ここでいうリフトとは、プールサイドからプールの中を上下する椅子によって送り届けてくれるものだ。
ハワイのホテルでは、このリフトがかなり普及していて、常設のもの、必要に応じて取り付ける差込型のものなど、いろいろある。
今回宿泊したホテルにもリフトはあるはずだった。が、なんと故障中。
ボクは「しょうがないなあ」と諦めたのだが、同行のみんなが「じゃ、人力で」と両脇両足を抱え、4人がかりでプールの中へ。

ぷかぷかプールに浮かぶコータリさん
一旦は入ることができたけど、プールから上がるのはもっと大変だろうなあ。
そう思っていると、プールサイドで庭仕事をしていた下働きの男性が、倉庫に「違うリフトがあったはずだよ」と探しに行ってくれた。
長年努めているらしいその人は、同僚とあれこれ手を尽くしてくれたが、結局は倉庫の鍵がなくて諦めることに。
その間ボクはスイムヘルパーでぷかぷかと浮いて、同行者と念願のプールを楽しんだ。
「さあ、上がろう」ということになったら、その場にいた男性たちが長ズボンのままジャバジャバっと入ってきて、手伝ってくれた。
「ありがとう、記念に写真いい?」そういって記念写真。
すると彼らも「ボクの携帯でもいい?今日の素敵な一日に!」といって、ポケットから取り出して笑顔を撮影。
同行の者がチップを渡そうとすると、「仕事じゃないから」といって受け取らなかったらしい。
そういうものなんだと実感。
次の日からは、会う度に「今日はいいの?いつでも手伝うよ」そう言ってくれた。
本当に気持ちがいい。気持ちがいいってこのことだ。
ハワイのお店ではお客さんが自然に協力してくれる
日本のお店とは違う配慮を感じた
レストランでも日本と違うなあと感じたことがあった。
日本でも、予約するときは便宜上「車椅子です」と伝えておく。
すると、車椅子でも入りやすい入り口近くとか、広いスペースがあるような席をとってくれたりしている。
ハワイでは「車椅子1人います」と付け加えても、「OK!」ぐらいの反応であっさりしている。
行ってみると、狭くて混雑している店内の奥のほうだったりする。
「え?だめじゃない、あそこじゃ」そう尻込みしてると、「大丈夫!こっちよ!」そんな感じでウエイトレスが呼ぶので、恐る恐るついていく。
すると、話しながらの人も食べながらの人も、ススッと自然に立って椅子を引いてくれて道ができた。
どこに目がついているんだろうというぐらい、自然に全員が協力する。

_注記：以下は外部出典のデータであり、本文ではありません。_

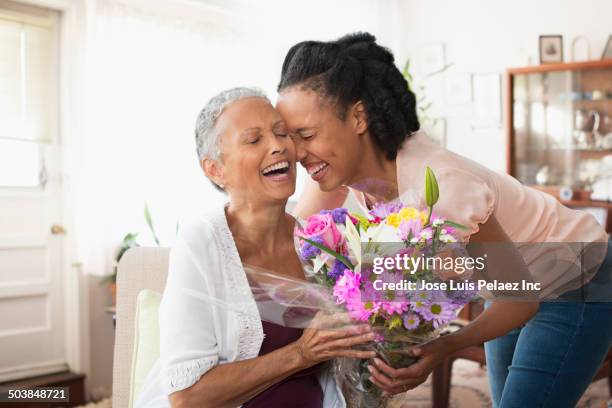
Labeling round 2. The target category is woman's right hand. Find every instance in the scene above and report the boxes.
[294,312,376,367]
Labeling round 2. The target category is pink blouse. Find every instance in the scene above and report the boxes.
[359,131,608,294]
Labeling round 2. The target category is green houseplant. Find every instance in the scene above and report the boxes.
[100,202,172,304]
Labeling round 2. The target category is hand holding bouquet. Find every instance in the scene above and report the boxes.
[295,168,475,407]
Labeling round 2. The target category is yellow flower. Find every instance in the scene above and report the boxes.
[387,210,404,228]
[399,207,419,221]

ほかにも入り口で「5人です」というと、「外で食べる?屋内?」となんの区別もない。
いつのまにか自分で自分を差別していた
忘れていたものを取り戻せた旅だった
どこでも自由だ。気がつかないうちに、日本では迷惑かけちゃうんじゃないかっていう意識が働きすぎていたんだと実感した。
ここでは、車椅子の人にはやさしいが、健常とそうでないかの区別はあまりないということをものすごく感じる。

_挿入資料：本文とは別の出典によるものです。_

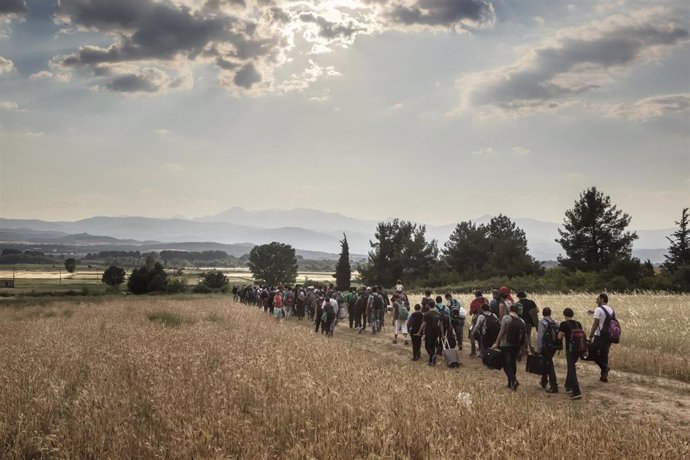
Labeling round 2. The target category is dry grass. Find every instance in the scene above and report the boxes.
[0,298,690,459]
[410,294,690,382]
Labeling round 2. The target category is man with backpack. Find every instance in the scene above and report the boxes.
[418,304,445,366]
[346,288,359,329]
[446,292,467,350]
[560,308,587,399]
[589,293,620,383]
[516,291,539,352]
[495,304,526,391]
[393,294,409,345]
[407,304,424,361]
[536,310,563,393]
[469,290,486,356]
[472,303,501,362]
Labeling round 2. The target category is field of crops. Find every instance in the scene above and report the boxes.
[0,297,690,459]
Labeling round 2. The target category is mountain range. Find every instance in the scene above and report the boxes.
[0,207,674,263]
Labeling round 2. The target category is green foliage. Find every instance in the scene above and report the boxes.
[359,219,438,286]
[101,265,125,287]
[65,257,77,273]
[664,208,690,279]
[443,214,543,279]
[201,270,228,289]
[127,262,168,294]
[335,233,352,291]
[248,241,297,286]
[556,187,637,271]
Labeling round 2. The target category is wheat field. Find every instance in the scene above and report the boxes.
[0,297,690,459]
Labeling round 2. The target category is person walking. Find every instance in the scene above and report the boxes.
[536,308,563,393]
[418,308,445,366]
[407,304,424,361]
[589,293,616,383]
[558,308,584,399]
[468,290,487,356]
[495,305,526,391]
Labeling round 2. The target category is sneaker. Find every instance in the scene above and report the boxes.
[599,367,611,383]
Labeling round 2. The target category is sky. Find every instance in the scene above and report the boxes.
[0,0,690,229]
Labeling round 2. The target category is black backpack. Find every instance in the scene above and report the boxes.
[541,320,563,351]
[506,318,527,346]
[371,294,383,310]
[482,315,501,348]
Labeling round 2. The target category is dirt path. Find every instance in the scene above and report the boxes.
[276,312,690,441]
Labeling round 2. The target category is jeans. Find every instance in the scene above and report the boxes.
[565,351,580,395]
[594,335,611,376]
[411,332,422,360]
[424,334,438,363]
[501,345,520,387]
[541,350,558,389]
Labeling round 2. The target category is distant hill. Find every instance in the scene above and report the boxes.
[0,207,674,263]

普通の人でいられる。忘れていたものを取り戻させてくれた。
頭の中では、これまで別に差別を感じていないと思っていたが、自分で自分を差別して、「これは迷惑がかかるだろうなあ」「できないだろうなあ」と思い過ぎていたのかもしれない。
日本の社会がまだまだ遅れているのか、それとも国民性なのか。
いや、健常な人たちだけでなく、ボクらもそういう意識は欠けていたのかもしれないなあとこの旅で感じる。

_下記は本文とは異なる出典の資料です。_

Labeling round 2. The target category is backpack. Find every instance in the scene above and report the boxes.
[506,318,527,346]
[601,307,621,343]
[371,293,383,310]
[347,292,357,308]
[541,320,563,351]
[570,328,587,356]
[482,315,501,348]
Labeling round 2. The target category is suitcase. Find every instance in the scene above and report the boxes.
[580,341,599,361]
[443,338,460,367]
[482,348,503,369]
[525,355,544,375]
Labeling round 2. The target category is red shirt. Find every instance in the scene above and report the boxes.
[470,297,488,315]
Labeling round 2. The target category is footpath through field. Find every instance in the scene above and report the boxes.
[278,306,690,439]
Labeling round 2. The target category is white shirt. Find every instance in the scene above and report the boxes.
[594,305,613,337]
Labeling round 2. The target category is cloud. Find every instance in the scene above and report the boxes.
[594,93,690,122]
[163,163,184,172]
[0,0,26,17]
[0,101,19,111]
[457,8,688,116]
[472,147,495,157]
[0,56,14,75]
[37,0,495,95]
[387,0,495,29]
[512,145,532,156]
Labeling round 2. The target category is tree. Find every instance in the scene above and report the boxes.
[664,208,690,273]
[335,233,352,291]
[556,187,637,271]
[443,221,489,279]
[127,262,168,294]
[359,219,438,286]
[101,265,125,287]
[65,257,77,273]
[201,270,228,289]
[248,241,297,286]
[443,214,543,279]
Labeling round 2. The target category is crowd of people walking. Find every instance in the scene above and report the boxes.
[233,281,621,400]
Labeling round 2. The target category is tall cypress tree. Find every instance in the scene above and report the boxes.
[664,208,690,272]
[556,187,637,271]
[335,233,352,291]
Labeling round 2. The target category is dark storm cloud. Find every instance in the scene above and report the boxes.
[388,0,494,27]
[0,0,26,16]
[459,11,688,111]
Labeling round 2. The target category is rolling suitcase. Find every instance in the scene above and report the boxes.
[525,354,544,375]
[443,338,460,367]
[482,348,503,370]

普通でいいんだ。そんな単純なことを思い出させてくれた。
まだまだ書きたいことはたくさんある。それはまたの機会に。
今回は、旅に居合わせた見知らぬ人たちと、同行してくれた娘や妻、そして自分の仕事を持ってやって来たのに、本当に助けてもらった登嶋さんと裕美子さん。
誰一人欠けても、この旅は成立しなかったと思うし、そのぐらい充実していた。
失敗も多々あり、今思い出しても笑いがこみあげてくる。
ボクにとってのハードルを一歩越えたので、次はどこに行こうかなあと考えている。
今また入院中のボクでありますが、頑張って旅に出られるぐらいの元気を取り戻そうと思っています。
ハワイ特別編 ~完~
ここからは記事に入らなかった写真だ
パリ編も実現させたいなあ





パリ編も実現させます お楽しみに!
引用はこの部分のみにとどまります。